Author Robert Yates
Category Program Analysis
Tags 2026, Clang, LLVM, obfuscation, software-protection, compilers, reverse-engineering
How one Commit Broke Obfuscation: A blog post exploring the role of compilers and optimizations in the field of obfuscation and de-obfuscation.
Introduction
Obfuscation is security through obscurity; its purpose is to transform a piece of code into a much more complex representation, whilst preserving the original semantics of the code. A compiler's job is to transform source code into binary code and produce the simplest and most optimized representation it can for a given architecture. These are contrary goals, yet this contradiction is where obfuscators find their greatest leverage.
In this blog post, we will explore the relationship between compilers, obfuscation, and de-obfuscation. We will first learn about LLVM, but I will frame the information so it's a little deeper and more relevant to this topic. Finally, we will walk through an example of obfuscation and watch the tug-of-war between our code and the optimization passes and see how a single commit in LLVM breaks our obfuscation. Hopefully, by the end, we will have a better understanding of how this tug-of-war is, in fact, more of a yin-yang.
Meet the mystery function
The star of the blog will be the following function. We will watch how the compiler removes the obfuscation, and we will try to fight back.
#include <stdint.h>
uint8_t mystery(void) {
return (uint8_t)(
((((40u ^ 0xFFu) | 0x9Bu) & 65u) +
(((0u - (40u & 110u)) - 1u) | 81u) +
(40u & 110u) - 65u) ^
0xFFu
);
}
Before we watch LLVM tear this down, here’s the minimal background you need.
A quick LLVM primer
LLVM is a framework for building compilers. A collection of reusable components helps the author build up their compiler stages.
A compiler is often described in 3 stages: Front-End / Middle-End / Back-End. The so-called middle-end is the stage of compilation where transformations and analyses take place to support optimizations.
Before that, it is the front-end's responsibility to parse the natural source code language into an abstract syntax tree AST. It is then lowered into an intermediate representation IR. In the reverse engineering world, it is sometimes referred to as an intermediate language, but both IL and IR are used.
The IR is an important state because its aim is to represent the semantics of the source language in a way that enables code to reason about its behaviour and perform optimizations. IR is target independent and therefore, in theory, generic and simple.
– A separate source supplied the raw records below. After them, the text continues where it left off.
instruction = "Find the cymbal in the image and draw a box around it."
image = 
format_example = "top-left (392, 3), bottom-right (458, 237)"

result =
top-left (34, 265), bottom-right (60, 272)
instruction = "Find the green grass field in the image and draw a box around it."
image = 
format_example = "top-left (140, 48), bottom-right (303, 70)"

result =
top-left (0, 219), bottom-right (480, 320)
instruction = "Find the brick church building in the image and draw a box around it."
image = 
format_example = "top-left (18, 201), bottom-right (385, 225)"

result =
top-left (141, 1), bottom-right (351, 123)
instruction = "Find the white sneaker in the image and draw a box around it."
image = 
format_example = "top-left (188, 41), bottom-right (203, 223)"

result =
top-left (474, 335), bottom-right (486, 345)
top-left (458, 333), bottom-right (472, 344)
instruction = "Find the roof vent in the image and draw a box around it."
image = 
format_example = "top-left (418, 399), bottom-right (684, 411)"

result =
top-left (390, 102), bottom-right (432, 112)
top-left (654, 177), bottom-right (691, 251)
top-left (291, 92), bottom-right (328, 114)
The IR is eventually passed to the back end; it's here that further lowering occurs into more target-selected architectures, and eventual instructions are selected to generate binary code, such as X86. The beauty in this architecture is that you can have many input languages and many output architectures. Still, the middle-end works to optimize the same IR using a large collection of complex analysis and transformation passes that don't break the semantics of the code, helping the back-end produce fast and/or small code.
Try it yourself
In this blog, we will be working with IR snippets, and knowing how to generate and work with these files would be useful.
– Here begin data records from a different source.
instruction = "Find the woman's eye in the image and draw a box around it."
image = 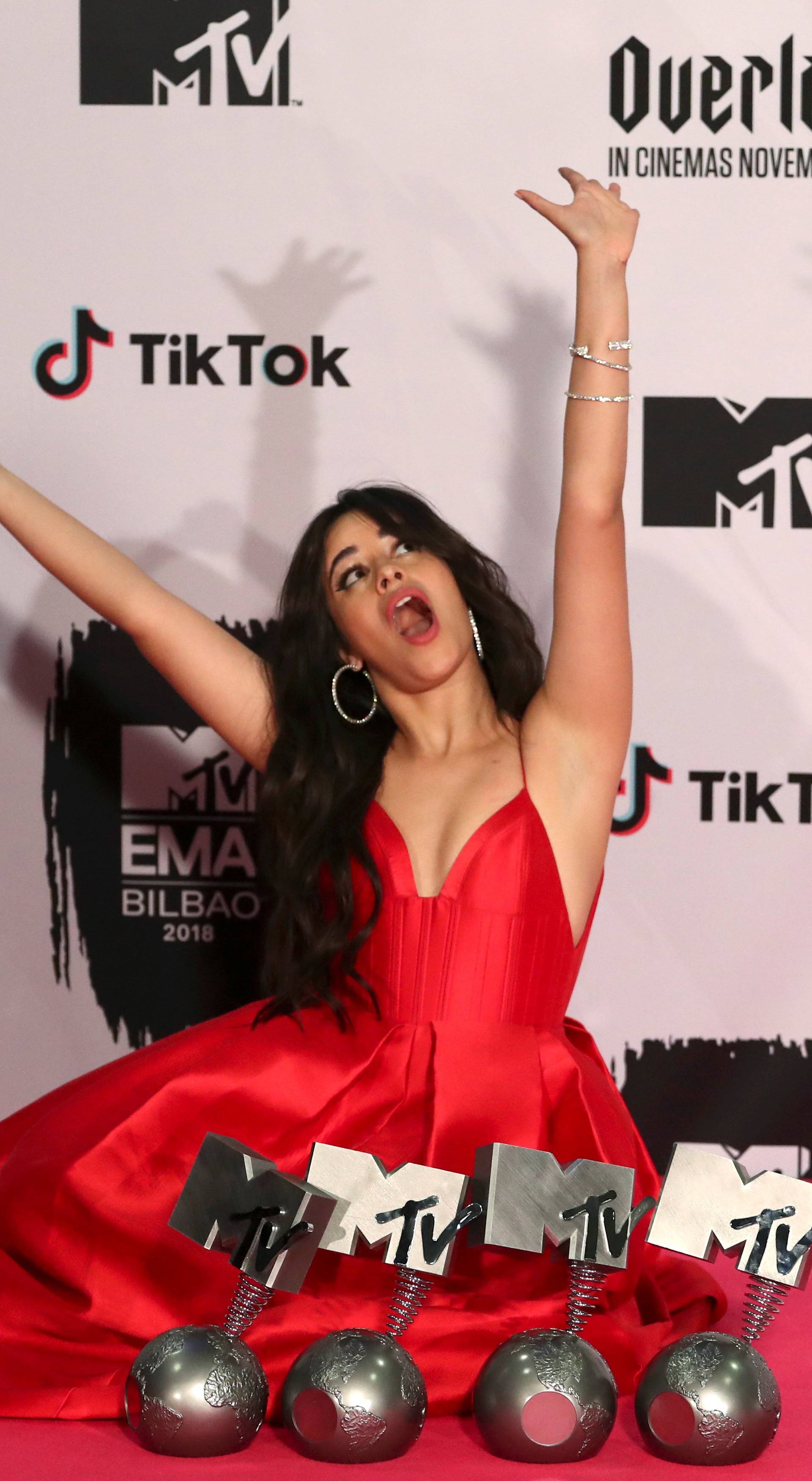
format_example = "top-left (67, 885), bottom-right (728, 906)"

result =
top-left (339, 566), bottom-right (364, 591)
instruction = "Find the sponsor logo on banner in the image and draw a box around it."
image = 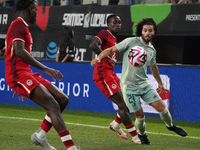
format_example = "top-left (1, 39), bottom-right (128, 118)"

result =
top-left (36, 6), bottom-right (49, 31)
top-left (185, 14), bottom-right (200, 21)
top-left (46, 42), bottom-right (58, 59)
top-left (113, 73), bottom-right (170, 114)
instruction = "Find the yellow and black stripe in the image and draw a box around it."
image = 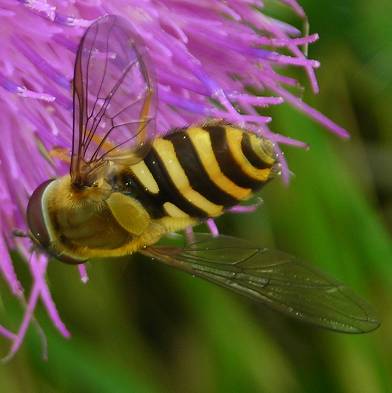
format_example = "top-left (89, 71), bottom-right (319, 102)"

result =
top-left (110, 124), bottom-right (276, 219)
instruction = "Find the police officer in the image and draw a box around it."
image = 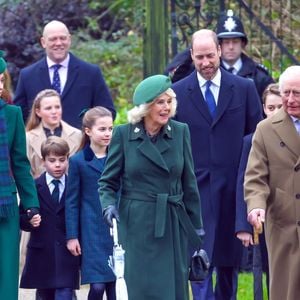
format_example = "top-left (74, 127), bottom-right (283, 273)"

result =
top-left (217, 10), bottom-right (274, 97)
top-left (165, 10), bottom-right (274, 97)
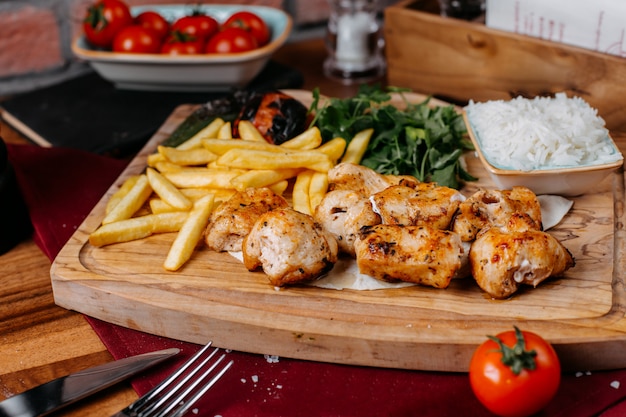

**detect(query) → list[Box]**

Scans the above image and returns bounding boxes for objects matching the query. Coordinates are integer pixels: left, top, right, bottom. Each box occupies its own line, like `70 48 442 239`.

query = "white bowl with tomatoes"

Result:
72 0 293 92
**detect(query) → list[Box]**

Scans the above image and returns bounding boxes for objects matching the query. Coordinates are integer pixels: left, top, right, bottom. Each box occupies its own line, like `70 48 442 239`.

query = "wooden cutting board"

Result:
51 92 626 371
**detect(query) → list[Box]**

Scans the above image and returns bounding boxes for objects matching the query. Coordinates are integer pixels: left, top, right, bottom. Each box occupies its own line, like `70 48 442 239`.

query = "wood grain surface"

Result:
384 0 626 131
51 90 626 371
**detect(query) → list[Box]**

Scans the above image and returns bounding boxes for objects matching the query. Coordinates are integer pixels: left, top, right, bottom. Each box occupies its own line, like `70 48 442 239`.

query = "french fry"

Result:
152 161 185 173
316 137 346 161
217 122 233 139
309 172 328 213
177 117 225 150
231 168 302 191
217 149 334 172
237 120 267 143
163 168 243 189
280 127 322 150
291 170 314 214
341 129 374 164
157 146 217 166
149 188 234 214
104 175 139 214
148 153 165 167
146 168 193 210
89 211 188 246
202 139 293 155
102 174 152 224
163 194 213 271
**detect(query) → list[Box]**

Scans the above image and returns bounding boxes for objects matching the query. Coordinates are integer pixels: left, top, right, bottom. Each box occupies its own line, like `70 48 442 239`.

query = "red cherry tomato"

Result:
83 0 133 48
469 327 561 417
161 30 204 55
204 28 257 54
113 25 161 54
172 12 220 42
135 10 170 39
223 11 272 46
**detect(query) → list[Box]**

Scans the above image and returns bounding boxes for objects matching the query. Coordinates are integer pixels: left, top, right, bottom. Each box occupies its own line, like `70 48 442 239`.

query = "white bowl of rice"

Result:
463 93 624 196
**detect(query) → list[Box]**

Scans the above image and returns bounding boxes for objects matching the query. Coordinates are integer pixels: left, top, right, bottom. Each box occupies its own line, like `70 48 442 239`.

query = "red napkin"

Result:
8 141 626 417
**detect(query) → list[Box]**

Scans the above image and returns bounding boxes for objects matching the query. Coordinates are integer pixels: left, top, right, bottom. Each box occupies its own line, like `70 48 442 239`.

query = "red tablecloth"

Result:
8 145 626 417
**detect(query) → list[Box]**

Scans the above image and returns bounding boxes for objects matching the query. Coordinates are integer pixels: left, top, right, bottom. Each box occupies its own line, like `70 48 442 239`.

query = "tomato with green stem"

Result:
171 10 220 42
205 28 257 54
469 327 561 417
135 10 170 39
113 25 161 54
161 30 204 55
223 10 272 46
83 0 133 48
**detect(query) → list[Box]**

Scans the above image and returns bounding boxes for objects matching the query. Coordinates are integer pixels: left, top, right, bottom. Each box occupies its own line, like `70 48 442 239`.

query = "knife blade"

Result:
0 348 180 417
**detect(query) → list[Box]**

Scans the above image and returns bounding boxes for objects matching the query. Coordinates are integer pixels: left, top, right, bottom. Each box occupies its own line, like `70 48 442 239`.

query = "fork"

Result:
111 342 233 417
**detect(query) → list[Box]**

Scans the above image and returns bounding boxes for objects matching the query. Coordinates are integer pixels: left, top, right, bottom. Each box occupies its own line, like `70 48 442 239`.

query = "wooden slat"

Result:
51 93 626 371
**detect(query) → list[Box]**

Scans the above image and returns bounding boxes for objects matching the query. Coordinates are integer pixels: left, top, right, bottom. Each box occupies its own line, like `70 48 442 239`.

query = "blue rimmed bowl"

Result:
463 111 624 197
72 5 293 92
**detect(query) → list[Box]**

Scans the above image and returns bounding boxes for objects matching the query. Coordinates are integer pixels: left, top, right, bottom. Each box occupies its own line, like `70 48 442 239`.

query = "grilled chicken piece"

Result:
452 187 541 242
314 190 380 257
371 182 465 230
328 162 419 197
243 208 338 287
354 225 463 288
469 213 575 299
204 188 289 252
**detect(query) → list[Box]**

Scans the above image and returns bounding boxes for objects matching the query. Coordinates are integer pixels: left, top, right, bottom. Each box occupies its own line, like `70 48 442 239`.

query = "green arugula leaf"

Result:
309 85 476 188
We can generate IR from C or C++ code using clang:
clang hello.c -S -emit-llvm -o hello.ll
or, to disable all optimizations:
clang -O0 -Xclang -disable-O0-optnone hello.c -S -emit-llvm -o hello.ll
To run optimization pipelines or specific passes:
opt hello.ll -O2 -S
opt hello.ll -passes=sroa,mem2reg -S
-O0 -O1 -O2 -O3 are optimization levels, and these options trigger a ready-to-use arrangement of passes in a pipeline.
To generate object files:
llc -filetype=obj hello.ll -o hello.o
You can also use these tools with Compiler Explorer
Why the middle-end matters for both sides
LLVM’s middle-end is the product of decades of compiler research made concrete: Theory turned into analyses, algorithms into passes, and ideas refined through real implementation work. That makes it a rich source of knowledge for both reverse engineers and obfuscator authors. If we can produce code that remains difficult for these passes to simplify or reason about, that suggests the obfuscation is doing its job. On the other hand, if we can bring similar algorithms to RE tooling, then we have the beginnings of a capable de-obfuscator. The same machinery can help either hide intent or recover it.
As you saw earlier, we can run passes on the LLVM IR from the command line. LLVM has several passes, although that's a bit of an understatement. The LLVM pass list is split into analysis, transformation, and utility passes. They aim to eliminate unnecessary computation through methods such as dead code elimination, redundancy removal, control-flow simplification, memory optimizations, and much more.
On the flip side we could also write our own passes to introduce the exact opposite.
The optimizer's toolkit
In the context of reverse engineering, obfuscation, and de-obfuscation, I would categorise them by their effect on simplification. These categories help understand how compiler optimizations reduce code complexity, the same mechanisms that make optimization/de-obfuscation possible. Here is an extremely brief look at a few passes and my own groupings. (Inter-procedural analysis is purposely left out)
-
Dead Code/Store Elimination -> DSEPass DCEPass BDCEPass Removes code that does not affect program output. Obfuscators often insert junk code, opaque predicates, or unreachable paths. DCE passes eliminate these.
-
Constant Propagation & Folding -> SCCPPass CorrelatedValuePropagationPass Evaluates expressions at compile time and propagates known values. Defeats obfuscation that relies on dynamic computation of constants (opaque predicates, encoded values).
-
Control Flow Simplification -> SimplifyCFGPass JumpThreadingPass Simplifies the control flow graph by merging blocks, removing redundant branches, and threading jumps. Critical for defeating control flow flattening and bogus control flow.
-
Redundancy Elimination -> GVNPass EarlyCSEPass Removes redundant computations. Removes duplicate expressions or equivalent computations inserted by obfuscators across different code paths.
-
Instruction Simplification & Combining -> InstCombinePass ReassociatePass Simplifies and canonicalises instructions. Defeats arithmetic obfuscation (MBA expressions, substitution patterns, identity operations). A bit of a swiss army knife pass, I highly recommended looking through the code of this one.
-
Memory Optimization -> SROAPass MemCpyOptPass Optimizes memory access patterns. Simplifies obfuscation that on purpose routes values through stack and memory rather than direct access in registers.
The arms race
Now that we know some of the tools, let's watch some of them in action.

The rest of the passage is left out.